Wednesday, October 7, 2009

Your Pop Culture Guide to the 2010 Season

With single tickets going on sale this Sunday, October 11, 2009 TODAY, for our Facebook, Twitter and Aria Serious fans we'd thought it might be fun to put together a popular culture guide to our 2010 season. Don’t know your bohème from your traviata, an aria from a tiara? We're here to help.

La bohème – Imitation is the greatest form of flattery. 100 years before the musical Rent, there was the opera La bohème, or “the bohemians”. It’s about poverty and love during the tuberculosis plague in Paris while Rent is about poverty and love during the height of the AIDS epidemic in New York City. Most of the characters have the same names, which goes to show there is nothing new under the sun. What makes the opera special is achingly beautiful music with soaring voices, and no electronic enhancement. It’s au natural. We think that’s worth the price of admission alone.
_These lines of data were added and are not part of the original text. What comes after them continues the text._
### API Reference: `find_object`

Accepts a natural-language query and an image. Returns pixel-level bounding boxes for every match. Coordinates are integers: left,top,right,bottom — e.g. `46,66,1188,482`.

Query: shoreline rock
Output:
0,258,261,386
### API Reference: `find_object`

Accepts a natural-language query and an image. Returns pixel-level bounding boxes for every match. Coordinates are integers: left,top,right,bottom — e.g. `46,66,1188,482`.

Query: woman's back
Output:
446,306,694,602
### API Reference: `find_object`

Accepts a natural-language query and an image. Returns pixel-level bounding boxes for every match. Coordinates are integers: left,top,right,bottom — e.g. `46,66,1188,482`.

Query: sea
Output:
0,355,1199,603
Nabucco – It’s Italian for Nebuchadnezzar (the Babylonian king, not the hovercraft in the Matrix trilogy) and we’re just thankful we get to use the shorter name. This one tells the story about the Jewish exile from Israel but it’s really about a daughter with some serious father issues. It’s Verdi’s third opera, which established him as one of the world’s greatest composer. Think of it as his Sgt. Pepper's Lonely Hearts Club Band and you’ll understand. In the end everything works out: the daughter finds the closure she needs and the Jews find freedom.

Romeo and Juliet – Shakespeare’s most famous play with 100% more singing. You know this one already, but instead of lovers dying suddenly in each other’s arms, they sing a whole bunch then die in each other’s arms. Of the 24 or so operatic versions of Romeo and Juliet this one’s the best. Take the girlfriend; she’ll love you for it. Take the wife. Take them both.

La traviata - The title means “The Woman Who Strayed”. It’s about a hooker with a heart of gold. Yes, it’s the same stuff the movie Pretty Woman is based on which is why when they go to the opera in the movie they go to La traviata. Remember how moved she was? The big difference between the two is that La traviata is a tragedy. Even back then Verdi knew that a story about a hooker with a happy ending was just asking for trouble.

1 comment:

diora said...

It’s about a hooker with a heart of gold

French courtesans weren't exactly hookers. They didn't simply exchange sex for money with different guys. Rather, they were kept women who'd allow a rich or noble guy to provide her with a house, clothes, jewelry and money in exchange for companionship for as long as he is willing and able which could be months or even years. They were also educated. No different really from some rich guys' girlfriends or rich married guy's lover. Or maybe European equivalent of a Japanese geisha.

Some were quite famous - for their parties where rich and famous could mingle.

Really, is Madame de Pompadour closer to a prostitute or a simple mistress of a rich guy?

I understand that the purpose here to make the story more accessible, which is fine. Except for it is this mode of thinking that leads to some Eurotrash productions of La Traviata that changes the character of Violetta.